Sara Beysolow Nyanti, the Humanitarian Coordinator for South Sudan, said: “Today in 2022, we estimate that 8.9 million people in South Sudan have significant humanitarian needs. The cumulative and compounding effects of years of climate-related shocks such as flooding and drought, conflict and subnational violence have destroyed people’s homes and livelihoods, robbing them of the future they deserve.”
“Yet, throughout these shocks, the affected communities have continued to demonstrate a great sense of resilience, solidarity and creativity. I call on the Government, development partners, donors and humanitarian organizations to match their solidarity with unwavering support,” the Humanitarian Coordinator added.
In 2022, More than two thirds of the people in South Sudan – 8.9 million people – are estimated to be in need of humanitarian assistance. Humanitarian organizations plan to target 6.8 million of those in need with humanitarian assistance and protection services. There are over 2 million people displaced in South Sudan, many of whom have been displaced for years. An estimated 8.3 million people, including refugees, are expected to experience severe food insecurity by the peak of the lean season from May to July. Large scale flooding for a fourth year in a row is expected, with the destruction and displacement that comes with it.
Despite challenges, such as access to people in need, the humanitarian operation in South Sudan continues to reach millions of people with aid. In 2021, over 5.3 million people were assisted with food, health, water and sanitation, education, livelihoods, nutrition as well as critical protection services.
The 2022/2023 Plan reflects the humanitarian commitment to protect vulnerable people, especially women and girls, the elderly and those with ability challenges. Ms. Nyanti said: “Sexual and other forms of violence continue to be a major problem in South Sudan, thus, protection is at the centre of everything we do. A collective response to prevent and respond to violence, especially against women and girls, is essential.

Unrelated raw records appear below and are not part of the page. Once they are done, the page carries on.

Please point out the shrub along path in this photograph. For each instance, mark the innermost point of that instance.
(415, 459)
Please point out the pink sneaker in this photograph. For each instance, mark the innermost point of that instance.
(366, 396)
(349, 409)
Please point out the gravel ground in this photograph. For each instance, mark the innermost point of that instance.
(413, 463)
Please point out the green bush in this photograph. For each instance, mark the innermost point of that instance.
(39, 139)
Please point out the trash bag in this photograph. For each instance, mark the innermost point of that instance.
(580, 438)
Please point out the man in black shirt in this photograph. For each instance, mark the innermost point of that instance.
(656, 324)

Those who commit such crimes must be brought to justice, and humanitarians must continue to work with development and other partners to ensure the root causes of increasing humanitarian needs are addressed.” Ms. Nyanti called on all parties to ensure a peaceful environment for civilians where humanitarian organisations have consistent, unimpeded and safe access to the people in need.
Ms. Nyanti appreciated the ongoing support from the South Sudan’s donors, and requested timely, at scale funding to meet people’s humanitarian needs.